09. OpenAI-Compatible Gateway
OpenAI-compatible gateways accept requests formatted according to the OpenAI API specification and route them to arbitrary backends. This compatibility enables drop-in replacement of OpenAI services with local or alternative cloud providers. Applications already written for OpenAI integrate without modification.
The Chat Completions endpoint represents the primary integration surface. Request format matches the official specification with messages arrays, role assignments, and completion parameters. Response format preserves field names and structures that consuming applications expect.

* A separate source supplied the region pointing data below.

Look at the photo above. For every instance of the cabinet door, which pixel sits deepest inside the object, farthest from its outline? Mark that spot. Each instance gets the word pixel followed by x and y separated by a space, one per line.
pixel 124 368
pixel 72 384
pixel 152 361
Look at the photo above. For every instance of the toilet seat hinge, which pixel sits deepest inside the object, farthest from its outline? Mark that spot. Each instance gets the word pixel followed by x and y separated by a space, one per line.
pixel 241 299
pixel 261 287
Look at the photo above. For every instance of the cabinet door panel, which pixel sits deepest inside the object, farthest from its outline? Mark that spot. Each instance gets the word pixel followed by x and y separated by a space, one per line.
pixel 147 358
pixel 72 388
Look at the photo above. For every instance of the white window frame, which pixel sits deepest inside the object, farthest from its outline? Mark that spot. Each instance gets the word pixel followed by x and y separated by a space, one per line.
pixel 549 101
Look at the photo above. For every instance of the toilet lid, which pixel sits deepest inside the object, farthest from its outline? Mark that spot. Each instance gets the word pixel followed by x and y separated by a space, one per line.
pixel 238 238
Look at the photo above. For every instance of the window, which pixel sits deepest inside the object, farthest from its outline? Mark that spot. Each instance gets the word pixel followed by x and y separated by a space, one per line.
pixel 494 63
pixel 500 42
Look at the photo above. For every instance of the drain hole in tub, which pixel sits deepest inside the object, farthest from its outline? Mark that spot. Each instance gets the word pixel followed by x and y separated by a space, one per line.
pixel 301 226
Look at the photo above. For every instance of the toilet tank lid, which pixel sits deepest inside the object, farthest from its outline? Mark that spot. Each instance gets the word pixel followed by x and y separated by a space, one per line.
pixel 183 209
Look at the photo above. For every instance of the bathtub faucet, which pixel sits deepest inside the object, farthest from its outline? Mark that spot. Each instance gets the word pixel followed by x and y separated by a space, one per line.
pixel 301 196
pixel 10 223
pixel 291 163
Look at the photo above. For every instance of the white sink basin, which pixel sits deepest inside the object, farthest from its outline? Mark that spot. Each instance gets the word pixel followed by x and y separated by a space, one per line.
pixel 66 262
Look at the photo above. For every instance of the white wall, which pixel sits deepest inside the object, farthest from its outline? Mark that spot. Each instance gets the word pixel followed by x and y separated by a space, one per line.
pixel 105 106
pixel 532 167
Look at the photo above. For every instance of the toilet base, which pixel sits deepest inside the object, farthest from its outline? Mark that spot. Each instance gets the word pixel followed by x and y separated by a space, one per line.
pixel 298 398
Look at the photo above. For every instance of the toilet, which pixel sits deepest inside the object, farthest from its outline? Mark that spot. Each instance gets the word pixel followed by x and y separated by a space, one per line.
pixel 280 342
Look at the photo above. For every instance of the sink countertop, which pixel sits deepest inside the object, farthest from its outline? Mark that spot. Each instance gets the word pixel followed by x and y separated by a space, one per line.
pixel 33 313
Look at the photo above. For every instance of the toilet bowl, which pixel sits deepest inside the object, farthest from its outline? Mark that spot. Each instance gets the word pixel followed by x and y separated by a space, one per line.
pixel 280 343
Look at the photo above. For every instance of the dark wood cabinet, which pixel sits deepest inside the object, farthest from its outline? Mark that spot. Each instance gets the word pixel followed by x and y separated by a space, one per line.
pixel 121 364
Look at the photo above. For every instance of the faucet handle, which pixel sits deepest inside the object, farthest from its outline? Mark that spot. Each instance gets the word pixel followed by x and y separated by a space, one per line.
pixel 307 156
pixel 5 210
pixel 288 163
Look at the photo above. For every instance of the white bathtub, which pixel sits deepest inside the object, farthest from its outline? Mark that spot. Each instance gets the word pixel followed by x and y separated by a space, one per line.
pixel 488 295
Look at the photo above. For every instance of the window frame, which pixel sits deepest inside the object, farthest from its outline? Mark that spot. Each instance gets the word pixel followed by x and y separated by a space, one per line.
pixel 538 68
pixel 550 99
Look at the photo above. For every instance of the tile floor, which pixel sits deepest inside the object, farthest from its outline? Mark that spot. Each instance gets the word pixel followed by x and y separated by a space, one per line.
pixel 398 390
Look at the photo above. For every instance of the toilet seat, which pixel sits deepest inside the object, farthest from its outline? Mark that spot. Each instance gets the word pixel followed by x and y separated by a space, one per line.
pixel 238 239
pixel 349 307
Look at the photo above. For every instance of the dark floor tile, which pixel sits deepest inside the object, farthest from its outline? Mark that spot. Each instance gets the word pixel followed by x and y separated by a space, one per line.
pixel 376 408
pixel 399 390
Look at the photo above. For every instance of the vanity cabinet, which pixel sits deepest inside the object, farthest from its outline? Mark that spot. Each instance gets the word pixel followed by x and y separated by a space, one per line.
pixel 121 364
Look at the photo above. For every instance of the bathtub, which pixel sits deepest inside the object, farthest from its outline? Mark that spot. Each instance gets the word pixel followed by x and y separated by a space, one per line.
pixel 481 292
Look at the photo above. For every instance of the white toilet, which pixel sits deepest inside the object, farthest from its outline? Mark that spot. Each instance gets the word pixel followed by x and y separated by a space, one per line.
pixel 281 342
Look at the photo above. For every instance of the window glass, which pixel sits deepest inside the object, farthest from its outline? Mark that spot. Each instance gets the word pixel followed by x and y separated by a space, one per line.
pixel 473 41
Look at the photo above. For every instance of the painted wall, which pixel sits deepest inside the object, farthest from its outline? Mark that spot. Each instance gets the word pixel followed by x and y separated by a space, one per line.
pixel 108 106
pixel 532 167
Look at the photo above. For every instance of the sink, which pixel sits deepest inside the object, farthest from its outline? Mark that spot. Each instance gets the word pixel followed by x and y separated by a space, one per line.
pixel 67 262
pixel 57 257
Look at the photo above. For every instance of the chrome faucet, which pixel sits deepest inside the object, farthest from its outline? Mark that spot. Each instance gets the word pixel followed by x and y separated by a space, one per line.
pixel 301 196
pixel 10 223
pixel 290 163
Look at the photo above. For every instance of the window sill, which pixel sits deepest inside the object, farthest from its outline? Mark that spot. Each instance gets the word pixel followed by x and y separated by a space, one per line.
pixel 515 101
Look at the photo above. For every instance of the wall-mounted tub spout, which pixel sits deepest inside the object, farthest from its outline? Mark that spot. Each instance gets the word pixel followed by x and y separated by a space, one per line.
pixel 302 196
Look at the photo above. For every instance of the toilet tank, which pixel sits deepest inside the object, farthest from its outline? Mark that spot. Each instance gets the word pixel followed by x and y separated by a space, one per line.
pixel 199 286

This symmetry eliminates adaptation overhead during gateway deployment.
python
# Example OpenAI-compatible gateway server
from fastapi import FastAPI, Request, HTTPException
from fastapi.responses import StreamingResponse
from pydantic import BaseModel
from typing import Optional, Literal
import httpx
import asyncio
app = FastAPI(title="Hybrid OpenAI-Compatible Gateway")

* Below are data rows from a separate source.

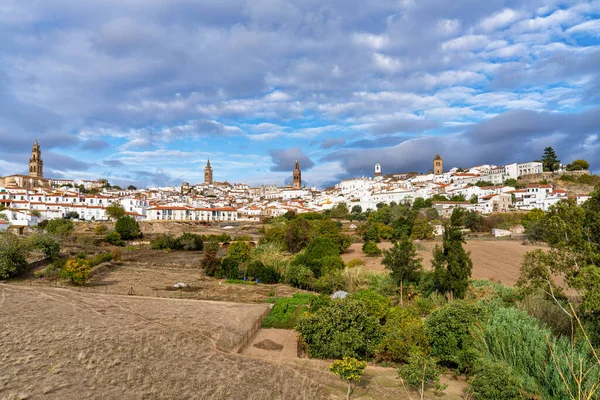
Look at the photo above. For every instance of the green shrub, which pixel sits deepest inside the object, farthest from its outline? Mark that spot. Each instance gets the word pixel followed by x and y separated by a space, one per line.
pixel 494 380
pixel 403 334
pixel 76 270
pixel 190 242
pixel 345 328
pixel 287 311
pixel 371 250
pixel 13 255
pixel 264 274
pixel 330 282
pixel 47 245
pixel 165 241
pixel 114 238
pixel 450 333
pixel 60 226
pixel 128 228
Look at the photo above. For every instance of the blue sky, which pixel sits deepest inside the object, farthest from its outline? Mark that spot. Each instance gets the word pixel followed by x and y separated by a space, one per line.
pixel 145 91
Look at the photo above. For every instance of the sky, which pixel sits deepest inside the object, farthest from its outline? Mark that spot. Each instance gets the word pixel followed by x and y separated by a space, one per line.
pixel 144 92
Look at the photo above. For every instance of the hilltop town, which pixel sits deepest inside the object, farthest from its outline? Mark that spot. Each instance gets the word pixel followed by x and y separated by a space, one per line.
pixel 27 200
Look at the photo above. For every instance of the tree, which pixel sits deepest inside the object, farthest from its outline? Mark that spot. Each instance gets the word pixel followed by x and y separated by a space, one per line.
pixel 60 226
pixel 13 255
pixel 115 211
pixel 402 260
pixel 77 271
pixel 128 228
pixel 350 370
pixel 420 372
pixel 72 215
pixel 371 250
pixel 345 328
pixel 578 165
pixel 452 265
pixel 550 161
pixel 239 251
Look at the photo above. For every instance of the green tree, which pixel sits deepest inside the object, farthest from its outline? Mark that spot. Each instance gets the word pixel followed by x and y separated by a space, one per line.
pixel 356 209
pixel 128 228
pixel 239 251
pixel 420 372
pixel 578 165
pixel 403 263
pixel 13 255
pixel 115 211
pixel 452 265
pixel 350 370
pixel 344 328
pixel 370 249
pixel 550 161
pixel 60 226
pixel 450 332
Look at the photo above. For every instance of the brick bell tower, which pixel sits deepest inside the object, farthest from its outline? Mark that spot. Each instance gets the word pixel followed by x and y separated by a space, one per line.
pixel 36 165
pixel 297 176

class ChatMessage(BaseModel):
role: Literal["system", "user", "assistant"]
content: str
class ChatCompletionRequest(BaseModel):
model: str
messages: list[ChatMessage]
temperature: Optional[float] = 0.7
max_tokens: Optional[int] = 256
stream: Optional[bool] = False
seed: Optional[int] = None
# Backend router injected via dependency
# Production implementations would include full routing logic
ROUTES = {
"gpt-3.5-turbo": "http://localhost:11434/v1/chat/completions",
"gpt-4-turbo": "http://cloud-router:8000/v1/chat/completions",
"claude-3": "http://anthropic-proxy:9000/v1/chat/completions",
"local-llama": "http://ollama:11434/api/chat"
}
@app.post("/v1/chat/completions")
async def chat_completions(request: ChatCompletionRequest):
"""OpenAI-compatible chat completions endpoint."""
# Route to appropriate backend based on model name
backend_url = ROUTES.get(request.model)
if not backend_url:
# Attempt to find equivalent local model
backend_url = ROUTES.get("local-llama")
if not backend_url:
raise HTTPException(status_code=404, detail="Model not found")

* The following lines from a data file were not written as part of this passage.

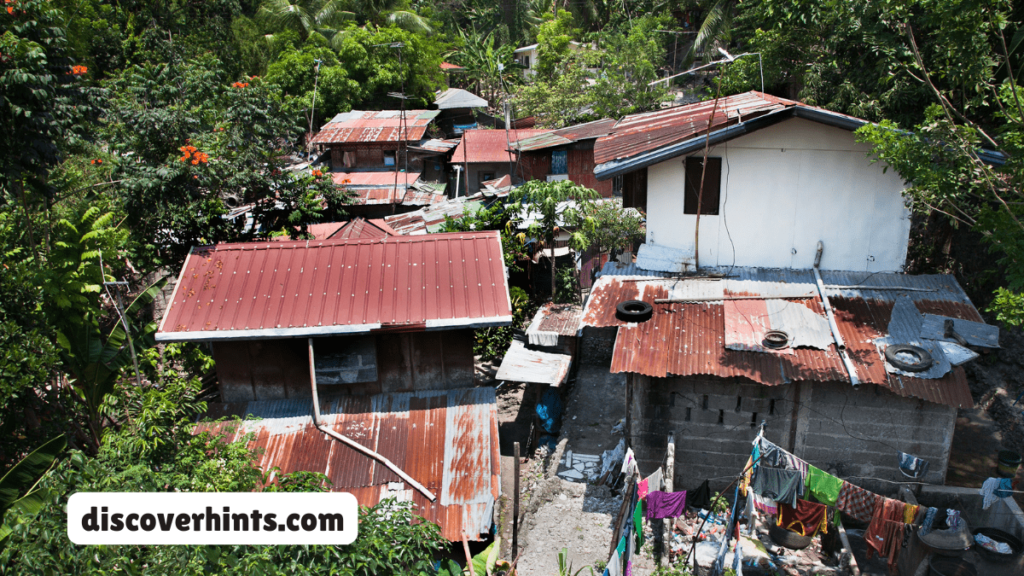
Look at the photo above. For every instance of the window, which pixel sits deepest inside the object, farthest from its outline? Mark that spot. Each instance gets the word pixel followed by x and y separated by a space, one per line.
pixel 345 361
pixel 559 162
pixel 635 190
pixel 712 189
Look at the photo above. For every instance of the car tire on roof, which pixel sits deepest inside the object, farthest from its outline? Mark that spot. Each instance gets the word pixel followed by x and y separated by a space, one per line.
pixel 634 311
pixel 908 358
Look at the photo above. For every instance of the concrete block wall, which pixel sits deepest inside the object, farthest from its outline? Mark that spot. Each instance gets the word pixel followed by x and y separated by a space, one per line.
pixel 714 421
pixel 858 432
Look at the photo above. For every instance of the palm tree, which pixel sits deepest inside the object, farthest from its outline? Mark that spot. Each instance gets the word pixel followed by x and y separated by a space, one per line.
pixel 328 17
pixel 715 30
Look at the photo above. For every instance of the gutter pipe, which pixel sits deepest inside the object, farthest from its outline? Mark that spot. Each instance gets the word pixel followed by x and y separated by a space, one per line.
pixel 840 344
pixel 351 443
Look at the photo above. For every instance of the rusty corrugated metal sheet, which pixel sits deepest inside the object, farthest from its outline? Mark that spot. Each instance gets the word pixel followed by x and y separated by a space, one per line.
pixel 383 126
pixel 689 338
pixel 446 440
pixel 566 135
pixel 309 288
pixel 561 320
pixel 361 228
pixel 642 132
pixel 489 146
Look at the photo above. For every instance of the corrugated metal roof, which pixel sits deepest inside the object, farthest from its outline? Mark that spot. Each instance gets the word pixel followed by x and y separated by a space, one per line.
pixel 552 321
pixel 445 440
pixel 637 133
pixel 309 288
pixel 687 339
pixel 320 232
pixel 457 97
pixel 566 135
pixel 381 126
pixel 523 365
pixel 375 179
pixel 489 146
pixel 430 218
pixel 361 228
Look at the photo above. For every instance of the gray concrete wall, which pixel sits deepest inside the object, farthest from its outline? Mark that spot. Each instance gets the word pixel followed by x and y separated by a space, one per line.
pixel 713 436
pixel 857 433
pixel 715 420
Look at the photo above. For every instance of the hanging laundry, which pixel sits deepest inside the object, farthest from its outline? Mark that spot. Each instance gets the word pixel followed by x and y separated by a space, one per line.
pixel 823 486
pixel 629 463
pixel 614 565
pixel 857 502
pixel 912 466
pixel 763 504
pixel 888 541
pixel 666 504
pixel 991 489
pixel 926 526
pixel 654 481
pixel 795 463
pixel 638 521
pixel 642 489
pixel 805 519
pixel 880 532
pixel 952 518
pixel 779 485
pixel 744 482
pixel 909 512
pixel 700 498
pixel 771 455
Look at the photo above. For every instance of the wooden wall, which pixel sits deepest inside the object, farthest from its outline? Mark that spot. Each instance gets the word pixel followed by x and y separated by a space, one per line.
pixel 280 368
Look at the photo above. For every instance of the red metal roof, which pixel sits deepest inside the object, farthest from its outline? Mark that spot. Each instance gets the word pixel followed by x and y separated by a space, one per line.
pixel 566 135
pixel 382 126
pixel 309 288
pixel 361 228
pixel 489 146
pixel 642 132
pixel 444 440
pixel 686 339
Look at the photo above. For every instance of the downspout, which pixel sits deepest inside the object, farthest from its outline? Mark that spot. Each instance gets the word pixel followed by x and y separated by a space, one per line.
pixel 351 443
pixel 833 327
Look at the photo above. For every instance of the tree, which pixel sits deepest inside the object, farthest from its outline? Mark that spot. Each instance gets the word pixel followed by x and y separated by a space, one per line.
pixel 549 207
pixel 184 142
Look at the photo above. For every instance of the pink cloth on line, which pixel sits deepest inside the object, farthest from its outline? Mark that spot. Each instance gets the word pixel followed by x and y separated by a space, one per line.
pixel 666 504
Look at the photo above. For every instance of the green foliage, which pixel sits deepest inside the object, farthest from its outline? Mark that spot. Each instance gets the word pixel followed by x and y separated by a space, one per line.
pixel 175 199
pixel 565 566
pixel 18 485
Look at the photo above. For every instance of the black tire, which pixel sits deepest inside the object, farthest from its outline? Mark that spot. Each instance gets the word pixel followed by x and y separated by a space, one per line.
pixel 924 359
pixel 634 311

# Forward request to selected backend
async with httpx.AsyncClient(timeout=60.0) as client:
response = await client.post(
backend_url,
json=request.model_dump(mode="json")
)
if response.status_code != 200:
raise HTTPException(
status_code=response.status_code,
detail=response.text
)
return response.json()
@app.get("/v1/models")
async def list_models():
"""Return available models matching OpenAI schema."""
return {
"object": "list",
"data": [
{"id": model, "object": "model", "created": 1700000000}
for model in ROUTES.keys()
]
}
Embedding endpoints follow similar compatibility patterns. The embedding specification expects vector outputs in standard dimensions. Backend adapters translate local embedding model outputs into the expected format. Cosine similarity computations proceed identically whether inputs originated from OpenAI or local alternatives.
Fine-tuning compatibility extends the gateway surface area. Model upload endpoints prepare weights for local serving. Training completion callbacks maintain standard event schemas. Deployment endpoints trigger model loading with configurable parameters. The fine-tuning pipeline remains portable across infrastructure choices.
Streaming response handling preserves chunk-based delivery through the gateway. Server-sent events format matches client expectations. Token timestamps align with inference progression. Error chunks report failures consistently. This streaming compatibility enables real-time applications without protocol renegotiation.
Credential passthrough routes authenticated requests to backends maintaining their own identity tracking. Some backends implement their own quota and rate management. The gateway preserves authentication headers on supported routes. Rate limit responses propagate accurately when backends enforce consumption caps.
Configure an OpenAI-compatible gateway to route requests to three distinct backends based on model name prefixes. Implement streaming support and verify that existing applications receive compatible responses without code changes.